In January, NASA reported that a meteorite found in 2011 and nicknamed Black Beauty was determined to have originated on Mars. While coming from a planet seems an odd distinction consider that over 61,000 meteorites have been known to plummet to earth and of those 114 have been identified as Martian due to their elemental and isotopic compositions.

So how would it be possible for there to be earth meteorites elsewhere?

While we can only speculate on the process, we have determined that an action called accretion exists where dust granules collide and become stuck together forming a pebble, then a boulder, and eventually planets. This process can result in a planet and some left over material that then becomes a meteoroid but with the same composition that the planet would have. Of course some may be parts of asteroids or moons or planets, cast off when a large asteroid or meteoroid collided with them. Thus it follows that if earth had numerous collisions over its long history amounting to one every 20,000 years or so, there may very well be meteorites on Mars from Earth.

To further clarify, there are many terms – asteroid, meteors and meteorites or micro-meteorites and finally meteoroids, which might seem confusing. Their definitions starting with asteroid are; an asteroid is a rocky object in space that is smaller than a planet. Often they are called planetoid or minor planets. A meteor is an asteroid or similar object that vaporizes upon entry into the earth’s atmosphere. Another common ‘name’ would be shooting star referring of course to the dramatic plunge into our atmosphere, burning up in the process. And what if it survives entry through the atmosphere and lands on our planet? Then it earns the name meteorite. (A micro-meteorite is just a meteorite of 2mm or less) Finally meteoroids are pieces of either a comet or asteroid that remains in orbit around the sun.

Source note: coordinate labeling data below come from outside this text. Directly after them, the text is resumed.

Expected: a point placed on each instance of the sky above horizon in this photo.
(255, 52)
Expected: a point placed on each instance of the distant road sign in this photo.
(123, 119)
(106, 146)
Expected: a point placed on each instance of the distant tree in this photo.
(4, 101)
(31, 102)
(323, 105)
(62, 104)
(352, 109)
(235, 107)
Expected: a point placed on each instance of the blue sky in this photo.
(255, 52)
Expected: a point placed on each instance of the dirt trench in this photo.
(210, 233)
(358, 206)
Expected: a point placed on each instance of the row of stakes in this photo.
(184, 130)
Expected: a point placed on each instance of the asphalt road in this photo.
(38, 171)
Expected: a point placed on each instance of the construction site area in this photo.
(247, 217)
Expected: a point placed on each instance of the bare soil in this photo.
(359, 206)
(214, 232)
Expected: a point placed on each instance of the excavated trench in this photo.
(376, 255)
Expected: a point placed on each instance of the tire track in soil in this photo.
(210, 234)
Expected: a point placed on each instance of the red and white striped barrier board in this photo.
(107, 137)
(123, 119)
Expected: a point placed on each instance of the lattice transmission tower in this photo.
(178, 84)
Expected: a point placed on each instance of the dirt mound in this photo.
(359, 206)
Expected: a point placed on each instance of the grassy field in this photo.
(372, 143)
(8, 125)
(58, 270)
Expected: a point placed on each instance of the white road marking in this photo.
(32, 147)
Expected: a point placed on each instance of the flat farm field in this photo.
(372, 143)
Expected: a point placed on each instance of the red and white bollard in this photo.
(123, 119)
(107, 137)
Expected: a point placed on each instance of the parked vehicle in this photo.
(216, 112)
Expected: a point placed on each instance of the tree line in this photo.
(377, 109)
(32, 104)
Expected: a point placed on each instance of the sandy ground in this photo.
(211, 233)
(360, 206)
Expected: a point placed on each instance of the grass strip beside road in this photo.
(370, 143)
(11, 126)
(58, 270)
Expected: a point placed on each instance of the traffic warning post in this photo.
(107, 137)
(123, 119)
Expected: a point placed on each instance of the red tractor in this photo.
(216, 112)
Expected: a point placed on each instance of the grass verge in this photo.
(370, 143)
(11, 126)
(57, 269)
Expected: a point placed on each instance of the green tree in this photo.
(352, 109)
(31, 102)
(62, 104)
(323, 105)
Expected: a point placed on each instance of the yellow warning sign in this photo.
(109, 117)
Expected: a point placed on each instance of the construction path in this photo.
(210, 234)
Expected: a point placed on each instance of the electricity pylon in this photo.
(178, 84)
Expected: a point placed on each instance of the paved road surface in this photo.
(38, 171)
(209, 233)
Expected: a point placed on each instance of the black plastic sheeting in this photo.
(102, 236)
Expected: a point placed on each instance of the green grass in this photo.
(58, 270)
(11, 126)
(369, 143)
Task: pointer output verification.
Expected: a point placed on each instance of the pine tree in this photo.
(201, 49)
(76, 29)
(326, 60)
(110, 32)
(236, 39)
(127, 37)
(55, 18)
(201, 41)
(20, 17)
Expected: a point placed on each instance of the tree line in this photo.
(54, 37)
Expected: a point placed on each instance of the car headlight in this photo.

OF INTEREST: NASA has proposed an Asteroid-Capture mission in its 2014 budget. There are several reasons for wanting this mission. Besides having an Obama deadline for a manned mission to an asteroid looming overhead, there are so many positives for NASA. From the spoils of the journey – the resources obtained, to the know-how that is gained in the experience and discovery of a substance from asteroid rock to a specific element that an provide a shield to radiation in space. And as is always the case when NASA goes new places, here on earth there are new inventions and discoveries in unrelated areas that benefit all mankind!